If Computer A finds no mapping in the cache, it broadcasts an ARP request frame to all hosts on the local network with the question "What is the hardware address for Router 1?" Both hardware and software addresses for the source, Host A, are included in the ARP request.
Each host on the local network receives the ARP request and checks for a match to its own IP address. If a host does not find a match, it discards the ARP request.
Router 1 determines that the IP address in the ARP request matches its own IP address and adds a hardware/software address mapping for Host A to its local ARP cache.
Router 1 then sends an ARP reply message containing its hardware address directly back to Host A.
When Host A receives the ARP reply message from the router, it updates its ARP cache with a hardware/software address mapping for Router 1.
Once the media access control address for Router interface 1 has been determined, Host A can send IP traffic to Router 1 by addressing it to the Router interface 1 media access control address. The router then forwards the traffic to Host C through the same ARP process as discussed in this section.

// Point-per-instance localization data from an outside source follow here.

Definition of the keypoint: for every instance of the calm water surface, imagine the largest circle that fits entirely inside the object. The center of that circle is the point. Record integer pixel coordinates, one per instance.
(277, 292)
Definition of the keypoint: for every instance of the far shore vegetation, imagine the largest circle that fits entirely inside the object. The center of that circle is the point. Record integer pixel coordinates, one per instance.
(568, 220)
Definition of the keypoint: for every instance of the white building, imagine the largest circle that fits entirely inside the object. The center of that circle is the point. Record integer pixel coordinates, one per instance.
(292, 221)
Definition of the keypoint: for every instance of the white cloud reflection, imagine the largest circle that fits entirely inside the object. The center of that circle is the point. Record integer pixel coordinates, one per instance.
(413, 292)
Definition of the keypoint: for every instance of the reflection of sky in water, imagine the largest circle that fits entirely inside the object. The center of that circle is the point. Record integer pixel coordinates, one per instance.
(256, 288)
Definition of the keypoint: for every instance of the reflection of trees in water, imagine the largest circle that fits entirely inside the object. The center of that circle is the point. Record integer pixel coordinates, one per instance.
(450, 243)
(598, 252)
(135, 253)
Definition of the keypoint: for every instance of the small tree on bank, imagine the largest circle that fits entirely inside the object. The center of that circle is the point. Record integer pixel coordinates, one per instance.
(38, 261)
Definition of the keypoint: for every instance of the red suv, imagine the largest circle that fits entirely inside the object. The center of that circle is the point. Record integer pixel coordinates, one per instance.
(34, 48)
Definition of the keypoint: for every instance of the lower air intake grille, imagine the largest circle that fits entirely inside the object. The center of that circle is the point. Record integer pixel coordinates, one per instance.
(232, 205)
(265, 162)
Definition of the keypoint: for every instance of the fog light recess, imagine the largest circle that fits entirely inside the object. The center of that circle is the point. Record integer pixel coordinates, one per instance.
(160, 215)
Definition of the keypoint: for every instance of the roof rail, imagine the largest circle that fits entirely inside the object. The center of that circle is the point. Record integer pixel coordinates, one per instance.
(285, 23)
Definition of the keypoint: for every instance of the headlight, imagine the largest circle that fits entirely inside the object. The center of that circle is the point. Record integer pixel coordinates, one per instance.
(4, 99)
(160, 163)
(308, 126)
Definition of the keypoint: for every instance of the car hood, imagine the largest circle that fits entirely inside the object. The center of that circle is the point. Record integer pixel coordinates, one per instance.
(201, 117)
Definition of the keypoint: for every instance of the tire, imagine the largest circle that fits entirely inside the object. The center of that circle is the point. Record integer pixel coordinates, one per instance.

This was updated from a Microsoft Technet article to match your example. Another reference with a good example is Juniper networks description.
In a nutshell Host A when communicating with external IP addresses/hosts will look to its default gateway for external IP resolution and assume traffic to Host C will be forwarded by this gateway.
Best Answer
You are mixing up two different pieces of information. The Wikipedia article you link mentions FF:FF:FF:FF:FF:FF as the destination address, not as the target address.
The destination address is part of the L2 Ethernet header, whereas the THA is part of the ARP packet.
To illustrate, I pulled a random ARP packet out of a random capture I had stored on my computer in Wireshark. Note in this image that the destination is ff:ff:ff:ff:ff:ff (L2 broadcast) in the Ethernet header section but below in the ARP request section the "Target MAC Address" is all zeroes as it should be.
EDIT:
It's also worth mentioning that the Technet Author's diagram confirms that using 0.0.0.0 for the THA was a typo in his blog.